Eastwood's ultra-conservative bias is definitely showing, and I'm sorta surprised ultra-liberal Hanks agreed to do this script.
posted by easily confused at 6:45 PM on September 14, 2016 [1 favorite]


if they hadn't added all that faked controversy and had gone with the straight truth, it'd probably only be about 30 minutes.

There are lots of ways to enrich a movie like that: backstories of passengers to raise the stakes, for one. Stories of Sully's past experiences and training that prepared him. Other events in his life that show similar problem solving. Backstories of some of other passengers.
posted by amtho at 6:08 AM on September 15, 2016 [2 favorites]


They should have padded it with a fakeout. Start the movie with an uneventful flight or two. Don't hit 'em with the bird until the audience has been lulled into complacency.

Verisimilitude!
posted by whuppy at 8:23 AM on September 15, 2016


This was a good film--as long as it stuck with the various reconstructions of the crash, Sullenberger's PTSD, and his ambivalence about the hero-worshipping. The ginned-up NTSB drama, though, was just cringe-inducing, and not always well-acted (although Jamey Sheridan managed to restrain most of the figurative mustache-twirling, at least). Structurally, it reminded me very much of the Denzel Washington vehicle Flight, with a miracle-working pilot faces off against bureaucrats representing a robotic regulatory agency; even though Washington's pilot really is a dangerous drunk, the bureaucrats still can't successfully complete the investigation until the pilot decides, at the last minute, that he can't bear to lie. Sully's claim in his film that "humanity" is absent from the investigation was also the case in Flight.
posted by thomas j wise at 3:01 PM on September 18, 2016


And one of my colleagues just posted this link, which also notes the Flight connection (among other things).
posted by thomas j wise at 3:10 PM on September 18, 2016


One of the things this movie did really, really well was to demonstrate how within certain professions, you are held accountable for possible mistakes. We went to see it last night, on the heels of yet two more shootings by the police, and it put the movie into a completely different context.

The air traffic controller is immediately pulled from his job the minute it becomes clear that a plane crashed on his watch.

Sully and Skiles go before the NTSB the day after the crash. They did the right thing and saved lives and they still have to account for their actions. Not in some kangaroo court that's going to rubber stamp everything they say as the gospel, but as humans who are trained professionals.

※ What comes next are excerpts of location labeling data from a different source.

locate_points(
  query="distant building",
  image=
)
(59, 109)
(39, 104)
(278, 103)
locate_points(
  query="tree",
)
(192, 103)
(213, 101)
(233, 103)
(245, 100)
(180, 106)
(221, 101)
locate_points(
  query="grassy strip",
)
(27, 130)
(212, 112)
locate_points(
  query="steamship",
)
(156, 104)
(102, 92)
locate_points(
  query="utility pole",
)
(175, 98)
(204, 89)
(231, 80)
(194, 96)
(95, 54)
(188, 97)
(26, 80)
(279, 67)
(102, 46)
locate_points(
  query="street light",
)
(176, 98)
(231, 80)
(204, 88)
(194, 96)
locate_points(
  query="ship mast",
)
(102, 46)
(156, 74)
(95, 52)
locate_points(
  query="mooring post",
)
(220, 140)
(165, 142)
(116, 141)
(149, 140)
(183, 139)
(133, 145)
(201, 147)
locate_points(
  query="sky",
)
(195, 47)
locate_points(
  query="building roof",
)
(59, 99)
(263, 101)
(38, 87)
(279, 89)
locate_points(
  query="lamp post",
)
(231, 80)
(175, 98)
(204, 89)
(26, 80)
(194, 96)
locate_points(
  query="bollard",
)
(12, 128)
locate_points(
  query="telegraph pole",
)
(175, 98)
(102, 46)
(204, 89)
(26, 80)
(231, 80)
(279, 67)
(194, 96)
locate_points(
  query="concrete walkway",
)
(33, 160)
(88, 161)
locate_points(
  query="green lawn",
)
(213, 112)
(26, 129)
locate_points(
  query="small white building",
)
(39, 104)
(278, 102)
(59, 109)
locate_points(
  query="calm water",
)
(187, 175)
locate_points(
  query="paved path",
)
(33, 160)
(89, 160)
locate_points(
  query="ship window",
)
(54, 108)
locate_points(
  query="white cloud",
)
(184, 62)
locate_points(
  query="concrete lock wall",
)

Even the movie's erroneous assumption that the NTSB was out to get the pilot's hinge on the crucial idea that people make mistakes. Not the equipment, not the birds, but the actual men flying the plane might have made the wrong decision. That despite your decades of training, you could, feasibly make a mistake. Because humans are deeply fallible.

Contrast that to the narrative about police who are (at least it feels like it) never held accountable for the human element of their actions and this movie said something to me that I'm pretty sure Mr. Eastwood did not intend.
posted by teleri025 at 2:28 PM on September 21, 2016


Everything I've heard about this, and everything I've come to know about Eastwood, suggests that it is plain vanilla far-right feel-good pandering, and for whatever reason, I thought Tom Hanks was better than that. So this is kind of a shame.
posted by turbid dahlia at 3:11 PM on September 28, 2016


Finally watched and have to agree that painting the NTSB board as the enemy was piss poor decision. For a movie titled Sully, about a pilot who pulled off an absolutely amazing landing, there's very little about him in the movie.

There are a few flashbacks, but they're empty, evidently Sully was always a good pilot? Which isn't a bad thing at all, but there was no curiosity about why he was so good. What lessons did he learn over his decades of flying that helped him make the right call at the right time in an emergency that he wasn't trained for? Would have loved to have seen the answer to that.